Snowflake can directly load data from cloud storage services like Amazon S3, Google Cloud Storage, or Azure Blob Storage. Choose the one that is most suitable for your Snowflake account and region.

If using Amazon S3:

1. Install AWS CLI: Install and configure the AWS Command Line Interface (CLI) with the necessary permissions to access your S3 bucket.

2. Upload to S3: Use the AWS CLI to upload the data files from your local machine to the appropriate S3 bucket using the `aws s3 cp` or `aws s3 sync` command.

If using Google Cloud Storage:

1. Install Google Cloud SDK: Install and configure the Google Cloud SDK with the necessary permissions to access your Cloud Storage bucket.

2. Upload to GCS: Use the `gsutil cp` command to upload the data files from your local machine to the appropriate Cloud Storage bucket.

If using Azure Blob Storage:

1. Install Azure CLI: Install and configure the Azure Command Line Interface (CLI) with the necessary permissions to access your Blob Storage container.
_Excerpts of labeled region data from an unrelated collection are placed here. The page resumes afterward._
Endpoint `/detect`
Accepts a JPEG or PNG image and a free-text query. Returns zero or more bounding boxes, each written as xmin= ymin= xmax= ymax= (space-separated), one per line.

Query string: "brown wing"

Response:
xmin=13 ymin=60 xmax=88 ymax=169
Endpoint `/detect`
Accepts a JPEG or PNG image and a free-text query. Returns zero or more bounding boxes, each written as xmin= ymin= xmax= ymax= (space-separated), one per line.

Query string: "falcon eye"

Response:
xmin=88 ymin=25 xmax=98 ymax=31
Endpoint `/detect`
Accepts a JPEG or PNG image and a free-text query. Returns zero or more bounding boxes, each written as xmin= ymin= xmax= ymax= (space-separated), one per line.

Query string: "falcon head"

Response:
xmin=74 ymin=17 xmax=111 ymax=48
2. Upload to Blob Storage: Use the `az storage blob upload` command to upload the data files from your local machine to the appropriate Blob Storage container.

Once the data is in cloud storage, you can load it into Snowflake using the COPY INTO command.

1. Log in to Snowflake: Use the Snowflake web interface or a SQL client that supports Snowflake to log in to your account.

2. Create a File Format: Define a file format that matches the format of your data files:

```sql

CREATE FILE FORMAT my_file_format

TYPE = 'CSV'

FIELD_DELIMITER = ','

SKIP_HEADER = 1

NULL_IF = ('\\N');

```

3. Create a Stage: Create a stage object that points to the location of the files in the cloud storage:

```sql

-- For Amazon S3

CREATE STAGE my_stage

URL = 's3://mybucket/data/'

FILE_FORMAT = my_file_format

CREDENTIALS = (AWS_KEY_ID = 'my_aws_key_id' AWS_SECRET_KEY = 'my_aws_secret');

-- For Google Cloud Storage

CREATE STAGE my_stage

URL = 'gcs://mybucket/data/'

FILE_FORMAT = my_file_format

CREDENTIALS = (GCS_CREDENTIALS = 'my_gcs_credentials_json');

-- For Azure Blob Storage

CREATE STAGE my_stage

URL = 'azure://myaccount.blob.core.windows.net/mycontainer/data/'

FILE_FORMAT = my_file_format

CREDENTIALS = (AZURE_SAS_TOKEN = 'my_azure_sas_token');

```

4. Create a Target Table: Create a table in Snowflake to hold the data:

```sql

CREATE TABLE my_table (

column1 STRING,

column2 STRING,

...

);

```

5. Copy Data into Snowflake: Use the COPY INTO command to load the data from the stage into the Snowflake table:

```sql

COPY INTO my_table

FROM @my_stage

FILE_FORMAT = (FORMAT_NAME = my_file_format);

```

6. Verify the Data Load: After the COPY INTO command completes, verify that the data has been loaded correctly:

```sql

SELECT * FROM my_table LIMIT 10;

```

After the data has been successfully loaded into Snowflake, you may want to clean up any temporary files or data that is no longer needed.

1. Remove Temporary Files: If you created any temporary files during the process, make sure to delete them from your local machine and cloud storage.

2. Close SFTP Connection: Log out from the SFTP server to ensure security.

3. Review Snowflake Costs: Loading data into Snowflake may incur costs, so review your usage and consider setting up resource monitors to manage expenses.

Remember to handle any sensitive credentials securely and to rotate them periodically. Also, consider automating this process for recurring data transfers using scripting and scheduling tools.